Claude Opus 4.7 was not failing at general chess understanding. It was failing at precise spatial localization.
The documented limitation
This matches the Claude vision documentation:
Spatial reasoning: Claude's spatial reasoning abilities are limited. It may struggle with tasks requiring precise localization or layouts, like reading an analog clock face or describing exact positions of chess pieces.
Source: https://docs.anthropic.com/en/docs/build-with-claude/vision
That line maps closely to this experiment. FEN generation requires exact localization across 64 squares. If a model recognizes the board but shifts one piece by one file, the FEN is still wrong.
Takeaway
Chess Lens exposed a narrow but important failure mode: understanding the board is not enough when the output format requires exact coordinates.

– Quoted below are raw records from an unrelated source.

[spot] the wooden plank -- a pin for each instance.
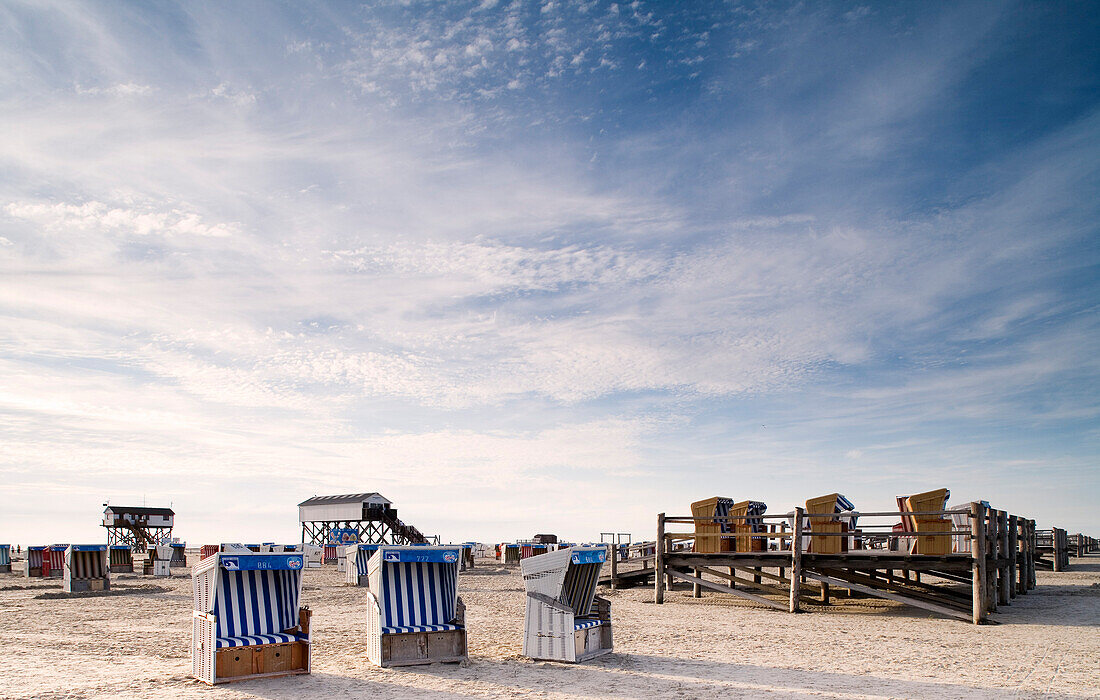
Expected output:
(905, 588)
(978, 554)
(659, 561)
(795, 560)
(726, 589)
(888, 595)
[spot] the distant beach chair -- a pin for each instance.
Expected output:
(926, 527)
(820, 542)
(157, 561)
(356, 566)
(564, 619)
(86, 569)
(314, 555)
(121, 559)
(35, 557)
(178, 558)
(708, 534)
(248, 621)
(414, 611)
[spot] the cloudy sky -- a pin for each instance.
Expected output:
(551, 266)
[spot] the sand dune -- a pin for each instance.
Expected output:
(135, 643)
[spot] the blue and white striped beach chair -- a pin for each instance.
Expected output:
(355, 568)
(248, 619)
(564, 619)
(86, 569)
(414, 611)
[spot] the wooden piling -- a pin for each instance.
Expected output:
(659, 561)
(1003, 582)
(1013, 556)
(978, 556)
(795, 559)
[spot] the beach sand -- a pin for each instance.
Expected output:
(135, 643)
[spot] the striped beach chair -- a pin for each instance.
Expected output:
(414, 611)
(86, 569)
(355, 568)
(564, 620)
(248, 622)
(32, 566)
(120, 558)
(53, 561)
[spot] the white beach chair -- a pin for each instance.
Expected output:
(248, 622)
(356, 571)
(414, 611)
(86, 569)
(564, 620)
(32, 566)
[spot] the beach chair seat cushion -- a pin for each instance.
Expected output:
(253, 640)
(408, 629)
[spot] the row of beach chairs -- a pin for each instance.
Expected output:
(249, 621)
(919, 514)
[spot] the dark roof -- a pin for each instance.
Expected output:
(351, 498)
(141, 510)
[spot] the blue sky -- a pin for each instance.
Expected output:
(549, 266)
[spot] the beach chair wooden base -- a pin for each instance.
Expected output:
(262, 660)
(86, 586)
(416, 648)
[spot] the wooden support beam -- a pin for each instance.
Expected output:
(659, 561)
(978, 606)
(1003, 581)
(889, 595)
(795, 560)
(726, 589)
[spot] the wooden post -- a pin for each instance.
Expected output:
(795, 559)
(1032, 546)
(978, 561)
(659, 561)
(614, 562)
(1013, 556)
(1003, 582)
(1056, 543)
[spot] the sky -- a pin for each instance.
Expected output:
(545, 266)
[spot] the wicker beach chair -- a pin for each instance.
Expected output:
(927, 540)
(86, 569)
(708, 534)
(414, 611)
(564, 620)
(248, 622)
(358, 560)
(821, 542)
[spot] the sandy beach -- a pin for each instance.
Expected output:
(135, 643)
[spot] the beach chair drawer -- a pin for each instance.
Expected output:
(589, 641)
(233, 662)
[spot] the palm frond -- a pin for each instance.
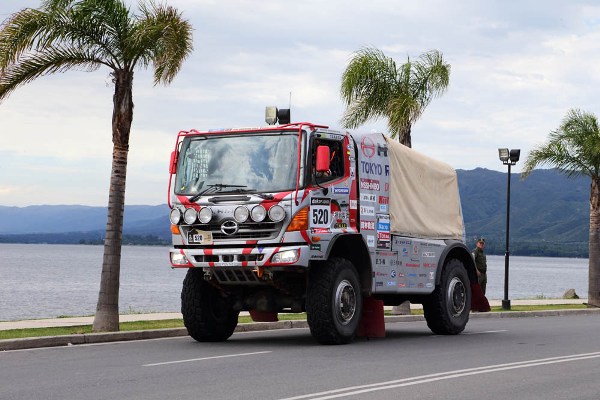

Claude Opus 4.7 often produced outputs that looked reasonable at the position level, but FEN is evaluated at the square level. One shifted piece changes the board state. One wrong empty-square count changes the row. The model can be directionally right and still fail the task.
The takeaway is that downstream tasks need their own evaluations. The best general-performing model is not automatically the best model for the specific task you are trying to solve.